Glad the GMCA are confident in knocking back the Weis Group fishing expedition.
On the bigger picture – great news that the GMCA want to extend the Fund – it has been a key instrument in driving parts of the GM housing market forwards, helping unlock both high density and low rise development across the city region.

By Anonymous

Would GMCA be required to pay back the original £300m or the £1.2bn it’s grown to?

By Anonymous

    Hi Anonymous. My understanding is that all of it would go back. Cheers, Dan

    By Dan Whelan

I was under the impression GMCA are being investigated for offering loans to favourable confederates?

By Anonymous

    Hi Anonymous, as the article states, a Manchester-based landowner has launched a legal challenge against the GMCA over loans granted to Renaker.

    By Dan Whelan

So in effect it’s a Manchester fund?
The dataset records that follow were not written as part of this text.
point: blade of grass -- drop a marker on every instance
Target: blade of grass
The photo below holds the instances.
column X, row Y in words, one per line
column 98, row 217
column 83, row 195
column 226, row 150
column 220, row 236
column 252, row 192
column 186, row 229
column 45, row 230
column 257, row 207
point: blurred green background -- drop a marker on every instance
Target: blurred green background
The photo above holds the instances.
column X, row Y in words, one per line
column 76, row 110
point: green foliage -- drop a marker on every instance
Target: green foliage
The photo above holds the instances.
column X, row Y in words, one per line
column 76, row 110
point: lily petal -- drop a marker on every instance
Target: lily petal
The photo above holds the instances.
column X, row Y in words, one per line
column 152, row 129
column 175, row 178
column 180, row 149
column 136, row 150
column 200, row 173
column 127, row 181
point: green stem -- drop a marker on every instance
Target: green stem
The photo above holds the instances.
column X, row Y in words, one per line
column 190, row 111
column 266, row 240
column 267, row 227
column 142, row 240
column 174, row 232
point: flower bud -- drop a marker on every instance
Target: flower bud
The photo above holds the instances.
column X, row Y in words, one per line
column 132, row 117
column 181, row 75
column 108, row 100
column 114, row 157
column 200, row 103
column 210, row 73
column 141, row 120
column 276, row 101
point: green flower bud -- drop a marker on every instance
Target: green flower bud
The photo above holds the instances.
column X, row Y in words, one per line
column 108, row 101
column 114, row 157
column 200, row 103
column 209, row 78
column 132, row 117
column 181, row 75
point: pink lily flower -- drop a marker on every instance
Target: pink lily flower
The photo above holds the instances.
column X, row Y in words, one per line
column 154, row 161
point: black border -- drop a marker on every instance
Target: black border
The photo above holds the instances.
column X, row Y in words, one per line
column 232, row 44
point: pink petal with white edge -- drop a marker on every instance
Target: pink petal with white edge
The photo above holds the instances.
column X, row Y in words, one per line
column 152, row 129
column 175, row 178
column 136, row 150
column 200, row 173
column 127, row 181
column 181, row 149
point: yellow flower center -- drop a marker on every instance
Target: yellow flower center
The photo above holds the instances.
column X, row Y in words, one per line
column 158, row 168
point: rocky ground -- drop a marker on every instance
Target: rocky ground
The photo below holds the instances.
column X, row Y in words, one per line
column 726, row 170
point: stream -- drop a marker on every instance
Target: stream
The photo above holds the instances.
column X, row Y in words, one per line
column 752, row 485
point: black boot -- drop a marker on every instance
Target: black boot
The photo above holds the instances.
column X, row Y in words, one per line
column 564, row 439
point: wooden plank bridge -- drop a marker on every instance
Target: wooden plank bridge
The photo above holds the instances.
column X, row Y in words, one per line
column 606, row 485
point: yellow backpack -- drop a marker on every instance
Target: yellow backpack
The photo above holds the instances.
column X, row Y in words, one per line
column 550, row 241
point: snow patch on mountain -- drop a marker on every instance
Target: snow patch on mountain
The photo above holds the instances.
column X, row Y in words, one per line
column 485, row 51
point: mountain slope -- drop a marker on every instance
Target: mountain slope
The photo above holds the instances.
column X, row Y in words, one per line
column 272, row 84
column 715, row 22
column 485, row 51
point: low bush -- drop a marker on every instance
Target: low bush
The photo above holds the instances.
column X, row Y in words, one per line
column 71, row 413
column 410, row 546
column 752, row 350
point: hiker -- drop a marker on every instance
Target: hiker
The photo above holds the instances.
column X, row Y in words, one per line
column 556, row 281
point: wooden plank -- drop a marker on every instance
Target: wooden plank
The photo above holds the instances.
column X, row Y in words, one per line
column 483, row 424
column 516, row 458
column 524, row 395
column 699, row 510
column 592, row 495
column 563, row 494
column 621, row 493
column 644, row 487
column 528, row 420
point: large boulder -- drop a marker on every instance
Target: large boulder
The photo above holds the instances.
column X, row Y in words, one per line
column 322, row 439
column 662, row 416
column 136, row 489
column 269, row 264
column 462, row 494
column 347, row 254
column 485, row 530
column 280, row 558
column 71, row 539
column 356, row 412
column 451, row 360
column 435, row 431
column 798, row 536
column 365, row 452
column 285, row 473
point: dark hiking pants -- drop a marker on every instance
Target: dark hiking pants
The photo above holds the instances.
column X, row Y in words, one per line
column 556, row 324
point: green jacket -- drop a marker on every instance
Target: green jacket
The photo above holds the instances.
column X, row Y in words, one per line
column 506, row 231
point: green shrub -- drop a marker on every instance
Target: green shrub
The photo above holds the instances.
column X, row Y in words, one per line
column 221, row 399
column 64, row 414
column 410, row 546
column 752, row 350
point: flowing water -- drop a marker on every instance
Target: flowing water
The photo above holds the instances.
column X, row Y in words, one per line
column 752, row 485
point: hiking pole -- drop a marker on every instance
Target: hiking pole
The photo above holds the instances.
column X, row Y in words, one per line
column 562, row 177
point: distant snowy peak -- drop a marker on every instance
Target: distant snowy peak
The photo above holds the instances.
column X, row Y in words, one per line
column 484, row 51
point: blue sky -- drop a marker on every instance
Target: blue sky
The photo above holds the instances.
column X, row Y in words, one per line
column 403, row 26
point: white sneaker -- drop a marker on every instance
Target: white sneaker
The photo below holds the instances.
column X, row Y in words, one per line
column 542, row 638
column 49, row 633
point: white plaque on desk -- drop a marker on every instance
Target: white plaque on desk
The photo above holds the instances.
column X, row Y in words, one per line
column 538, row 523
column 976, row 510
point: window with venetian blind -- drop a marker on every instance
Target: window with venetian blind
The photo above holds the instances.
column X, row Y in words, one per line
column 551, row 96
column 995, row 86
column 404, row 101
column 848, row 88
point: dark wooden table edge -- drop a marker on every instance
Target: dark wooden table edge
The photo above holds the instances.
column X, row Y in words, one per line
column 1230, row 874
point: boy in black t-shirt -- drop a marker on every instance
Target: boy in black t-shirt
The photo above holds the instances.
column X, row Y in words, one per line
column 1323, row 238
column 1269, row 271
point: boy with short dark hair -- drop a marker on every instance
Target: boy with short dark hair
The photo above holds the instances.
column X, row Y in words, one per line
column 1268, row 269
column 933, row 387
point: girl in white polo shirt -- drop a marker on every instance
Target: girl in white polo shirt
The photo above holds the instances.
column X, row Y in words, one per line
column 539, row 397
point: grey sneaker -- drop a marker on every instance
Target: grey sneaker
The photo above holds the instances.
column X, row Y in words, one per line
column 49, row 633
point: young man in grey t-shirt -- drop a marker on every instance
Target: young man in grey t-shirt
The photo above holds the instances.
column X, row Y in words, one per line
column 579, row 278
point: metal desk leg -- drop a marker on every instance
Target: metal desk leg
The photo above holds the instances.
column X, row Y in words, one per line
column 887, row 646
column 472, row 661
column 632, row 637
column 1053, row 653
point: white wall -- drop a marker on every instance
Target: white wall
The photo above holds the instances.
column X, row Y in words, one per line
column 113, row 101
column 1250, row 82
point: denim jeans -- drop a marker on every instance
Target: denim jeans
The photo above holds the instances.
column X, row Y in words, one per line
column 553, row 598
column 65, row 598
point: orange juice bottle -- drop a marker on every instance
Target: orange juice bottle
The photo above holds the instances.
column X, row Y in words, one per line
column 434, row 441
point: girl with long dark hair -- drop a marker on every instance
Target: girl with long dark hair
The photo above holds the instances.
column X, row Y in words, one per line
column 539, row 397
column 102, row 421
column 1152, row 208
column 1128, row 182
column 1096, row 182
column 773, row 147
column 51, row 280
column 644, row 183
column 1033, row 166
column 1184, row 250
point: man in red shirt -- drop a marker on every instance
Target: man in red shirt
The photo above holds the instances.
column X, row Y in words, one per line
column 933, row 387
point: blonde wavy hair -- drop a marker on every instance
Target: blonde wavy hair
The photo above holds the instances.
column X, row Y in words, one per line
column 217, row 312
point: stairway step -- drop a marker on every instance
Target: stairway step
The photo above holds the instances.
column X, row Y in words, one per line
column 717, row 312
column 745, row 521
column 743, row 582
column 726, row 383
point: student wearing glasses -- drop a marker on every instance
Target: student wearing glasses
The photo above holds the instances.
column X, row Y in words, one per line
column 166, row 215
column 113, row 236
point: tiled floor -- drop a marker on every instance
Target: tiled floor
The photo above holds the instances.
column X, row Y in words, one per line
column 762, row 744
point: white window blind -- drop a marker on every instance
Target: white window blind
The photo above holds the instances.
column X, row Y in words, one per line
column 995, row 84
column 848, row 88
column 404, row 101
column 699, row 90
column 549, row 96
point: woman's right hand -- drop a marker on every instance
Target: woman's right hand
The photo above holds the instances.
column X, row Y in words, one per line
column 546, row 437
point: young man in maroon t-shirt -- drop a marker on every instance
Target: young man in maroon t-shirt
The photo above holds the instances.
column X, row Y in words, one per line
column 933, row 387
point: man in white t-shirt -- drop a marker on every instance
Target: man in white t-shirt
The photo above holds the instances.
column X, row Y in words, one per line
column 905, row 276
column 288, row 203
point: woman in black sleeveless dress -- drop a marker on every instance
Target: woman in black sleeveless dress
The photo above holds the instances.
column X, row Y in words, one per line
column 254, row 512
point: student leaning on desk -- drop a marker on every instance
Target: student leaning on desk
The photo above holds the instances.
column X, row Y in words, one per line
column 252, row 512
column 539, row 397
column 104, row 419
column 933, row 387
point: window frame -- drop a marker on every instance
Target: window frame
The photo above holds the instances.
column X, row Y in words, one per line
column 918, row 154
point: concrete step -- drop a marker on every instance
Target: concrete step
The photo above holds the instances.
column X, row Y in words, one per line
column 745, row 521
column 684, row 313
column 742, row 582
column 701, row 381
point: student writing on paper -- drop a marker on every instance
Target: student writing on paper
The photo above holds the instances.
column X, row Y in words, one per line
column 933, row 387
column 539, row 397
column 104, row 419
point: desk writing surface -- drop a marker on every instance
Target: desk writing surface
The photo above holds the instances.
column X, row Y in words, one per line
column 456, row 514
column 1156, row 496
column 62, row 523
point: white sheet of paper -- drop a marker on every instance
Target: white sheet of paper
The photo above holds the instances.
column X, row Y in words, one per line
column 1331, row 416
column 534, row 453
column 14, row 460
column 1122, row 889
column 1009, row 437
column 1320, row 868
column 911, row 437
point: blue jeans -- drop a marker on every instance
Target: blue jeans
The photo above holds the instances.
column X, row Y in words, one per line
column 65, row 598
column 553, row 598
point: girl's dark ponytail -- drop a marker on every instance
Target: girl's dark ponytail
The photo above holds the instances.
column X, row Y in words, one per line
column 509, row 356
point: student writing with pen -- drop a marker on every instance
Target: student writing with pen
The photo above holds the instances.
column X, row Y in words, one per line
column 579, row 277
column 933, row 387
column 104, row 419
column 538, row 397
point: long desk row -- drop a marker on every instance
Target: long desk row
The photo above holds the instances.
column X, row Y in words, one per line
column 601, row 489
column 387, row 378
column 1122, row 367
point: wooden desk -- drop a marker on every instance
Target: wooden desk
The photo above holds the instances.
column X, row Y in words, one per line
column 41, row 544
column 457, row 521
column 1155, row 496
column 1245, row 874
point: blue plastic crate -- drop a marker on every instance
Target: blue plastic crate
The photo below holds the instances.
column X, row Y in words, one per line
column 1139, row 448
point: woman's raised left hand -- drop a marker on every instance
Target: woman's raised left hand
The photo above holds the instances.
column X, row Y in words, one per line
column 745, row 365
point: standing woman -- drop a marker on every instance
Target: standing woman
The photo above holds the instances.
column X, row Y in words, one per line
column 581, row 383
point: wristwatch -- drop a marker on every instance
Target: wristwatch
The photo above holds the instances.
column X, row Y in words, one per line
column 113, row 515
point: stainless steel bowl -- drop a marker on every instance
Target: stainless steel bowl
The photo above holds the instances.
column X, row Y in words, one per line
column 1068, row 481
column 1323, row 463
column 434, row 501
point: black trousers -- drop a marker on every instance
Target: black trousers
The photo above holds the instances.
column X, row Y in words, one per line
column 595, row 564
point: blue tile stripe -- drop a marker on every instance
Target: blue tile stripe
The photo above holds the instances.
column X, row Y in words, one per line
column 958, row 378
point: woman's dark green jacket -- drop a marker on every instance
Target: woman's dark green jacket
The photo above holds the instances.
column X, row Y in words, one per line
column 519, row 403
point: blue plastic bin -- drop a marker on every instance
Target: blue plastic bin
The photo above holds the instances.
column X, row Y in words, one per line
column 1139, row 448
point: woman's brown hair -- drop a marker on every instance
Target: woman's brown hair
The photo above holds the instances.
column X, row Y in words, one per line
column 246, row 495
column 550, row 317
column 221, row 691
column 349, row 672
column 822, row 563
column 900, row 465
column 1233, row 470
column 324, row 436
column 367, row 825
Not a Greater Manchester fund? I appreciate more young professionals, want to live in Central Manchester than Kearsley but if it is to support housing quotients everywhere, then it needs to be made into two funds. One for Central Manchester and Salford, and one for the rest.

By Elephant

Super interesting debate, if it ain’t broke don’t fix it vs new CA’s could probably use a similar facility. Maybe the best solution is for GMCA to keep some and hand some back to go to WYCA, LCR and SYMCA.

By Rich X

I think the real issue here as PFE taught us is that the other districts really aren’t that committed to building new homes…………the housing targets in Manchester and Salford are disproportionately high. The money comes to Manchester and Salford because that is where the homes are being built!!!